Let’s face it, no one has the The Logan Sapphire or the Hope Diamond in their purse or backpack. Nonetheless, some people do carry pricey objects in them. The backpack stolen from Notre Dame contained a camera, passport and travel documents. I read an account of a stolen bag containing an engagement ring that was to receive a priestly blessing after Mass. All of us would dread parting with hundreds of priceless photos and numerous contacts stored on phones that can run upwards of $800.

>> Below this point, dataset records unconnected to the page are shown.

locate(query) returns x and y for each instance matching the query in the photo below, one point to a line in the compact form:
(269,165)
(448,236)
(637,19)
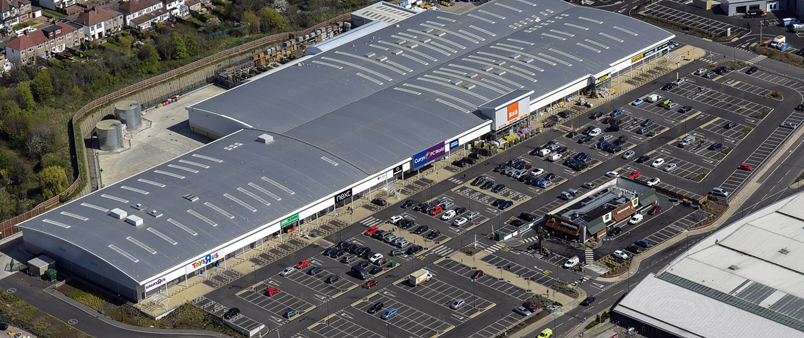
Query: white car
(572,262)
(554,157)
(620,254)
(375,257)
(460,221)
(448,215)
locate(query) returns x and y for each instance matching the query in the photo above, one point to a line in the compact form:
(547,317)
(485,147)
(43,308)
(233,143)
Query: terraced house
(44,42)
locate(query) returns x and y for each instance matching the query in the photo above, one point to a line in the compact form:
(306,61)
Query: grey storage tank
(110,134)
(128,112)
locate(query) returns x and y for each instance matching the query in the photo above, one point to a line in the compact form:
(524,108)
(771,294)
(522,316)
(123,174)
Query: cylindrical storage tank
(128,112)
(110,134)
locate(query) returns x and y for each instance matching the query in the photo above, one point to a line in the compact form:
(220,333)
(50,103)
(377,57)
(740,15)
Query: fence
(7,227)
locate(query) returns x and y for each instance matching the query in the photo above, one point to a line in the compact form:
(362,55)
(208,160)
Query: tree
(250,18)
(42,86)
(24,96)
(53,181)
(272,19)
(178,46)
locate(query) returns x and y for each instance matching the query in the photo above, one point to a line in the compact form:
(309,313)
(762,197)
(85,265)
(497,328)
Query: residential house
(98,23)
(13,12)
(148,12)
(44,42)
(56,5)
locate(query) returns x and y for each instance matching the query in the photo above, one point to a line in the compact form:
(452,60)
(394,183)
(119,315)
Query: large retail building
(292,145)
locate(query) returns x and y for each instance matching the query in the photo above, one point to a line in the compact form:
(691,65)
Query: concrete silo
(110,134)
(128,112)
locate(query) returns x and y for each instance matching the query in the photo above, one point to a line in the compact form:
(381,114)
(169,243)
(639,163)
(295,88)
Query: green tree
(53,181)
(178,46)
(42,86)
(24,96)
(149,59)
(273,21)
(253,22)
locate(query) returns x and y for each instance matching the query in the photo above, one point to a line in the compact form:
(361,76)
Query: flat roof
(365,113)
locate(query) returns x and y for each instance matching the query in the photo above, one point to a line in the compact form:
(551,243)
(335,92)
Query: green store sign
(289,220)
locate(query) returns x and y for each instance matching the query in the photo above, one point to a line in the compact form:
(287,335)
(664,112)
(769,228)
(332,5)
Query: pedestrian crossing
(757,59)
(442,251)
(495,247)
(371,221)
(455,180)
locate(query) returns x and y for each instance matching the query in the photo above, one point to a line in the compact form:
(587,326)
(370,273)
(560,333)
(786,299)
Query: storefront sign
(431,154)
(289,220)
(158,282)
(203,261)
(454,144)
(345,195)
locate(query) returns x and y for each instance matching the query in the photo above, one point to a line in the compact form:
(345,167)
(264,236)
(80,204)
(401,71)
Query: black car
(415,249)
(376,307)
(528,217)
(231,313)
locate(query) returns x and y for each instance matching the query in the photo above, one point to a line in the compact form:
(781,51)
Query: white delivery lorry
(419,277)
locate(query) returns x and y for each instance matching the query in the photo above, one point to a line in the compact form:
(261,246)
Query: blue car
(389,313)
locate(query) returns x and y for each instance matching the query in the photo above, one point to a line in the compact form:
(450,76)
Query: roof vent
(134,220)
(118,213)
(265,138)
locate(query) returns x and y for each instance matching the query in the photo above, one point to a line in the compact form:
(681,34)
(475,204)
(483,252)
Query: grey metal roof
(416,88)
(220,178)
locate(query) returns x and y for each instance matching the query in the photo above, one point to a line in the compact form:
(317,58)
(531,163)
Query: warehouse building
(342,123)
(743,281)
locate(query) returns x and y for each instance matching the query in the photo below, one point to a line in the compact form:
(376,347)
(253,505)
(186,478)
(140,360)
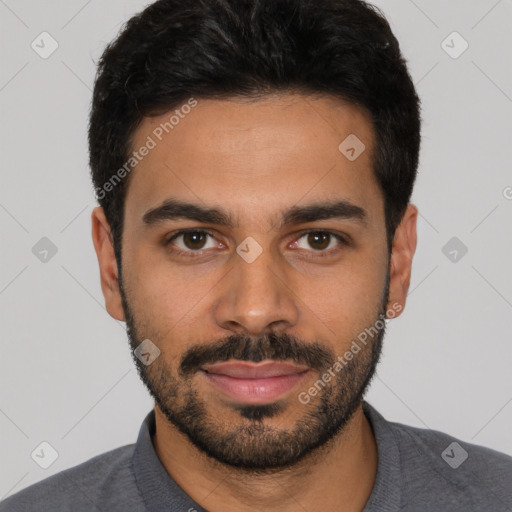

What’s in your wallet?: In addition to costly items, some people tote plenty of cash. A stolen phone or jewelry necessitates a trip to a pawn shop, but cash is immediate, untraceable spoils for a thief. And what about plastic? As a victim of credit card theft myself, I know first-hand how quickly a perpetrator can run up charges. No one enjoys calling credit card companies to cancel and replace stolen cards or applying for a new driver’s license. And if a spare house key was in your wallet, it’s time to change the locks on the house.
Beyond Benjamins: But more important than money, some people carry emergency medications they need at a moment’s notice—nitroglycerin tablets, EpiPen, insulin injections and inhalers for example. Not just a few hundred dollars, a stolen purse could cost them their lives.
For these reasons and more, many of our fellow parishioners make an excellent case for taking their purses up to Communion…but still, some choose not to. Why?
Leaving it all behind.
I conducted a few informal interviews for this post and here’s why some people would never be caught holding the bag.
Trust Issues: The overwhelming reason I was given for not taking a pocketbook up to Communion is a perceived lack of trust. Objections were phrased something like this:
“These people are my brothers and sisters. I know them all. We just heard the Word of the Lord and are about to receive his Body and Blood. How could I not trust them with my purse? Taking it up to communion is telling them ‘I don’t trust you.’”
A Balancing Act: Another common objection is the sheer weight of the purse. Handbags may contain all sorts of items including hand sanitizer, wipes, bandaids, cough drops, tissues, lip balm, make-up, mirror, perfume, nail file, clippers, medications and a pocket umbrella in addition to a wallet, keys, sunglasses, checkbook and phone.
If a heavy purse like this doesn’t have a long enough strap to place it over the shoulder, taking Communion in the hand could be challenging. The purse could be tucked under the arm or hang from the wrist, but either of these solutions increase the likelihood of dropping the Host—if taking Communion in the hand—or spilling the Precious Blood. The purse could be a tripping hazard if placed on the floor.
I’m outta here: A less common objection to taking a pocketbook is that some people may think you’re leaving right after Communion. Not wanting to be mistaken for going AWOL, these parishioners choose to leave it behind.
A landmark decision: Some large churches have scores of identical pews—one after the other—making it challenging at times to find your way back to your seat. A purse can serve as a marker.
These are compelling arguments for both sides of the debate, but is the reasoning baseless? Is there really a clear and present danger or is it our own delusions and excessive suspicion of others that drives our decision? Is there a credible threat?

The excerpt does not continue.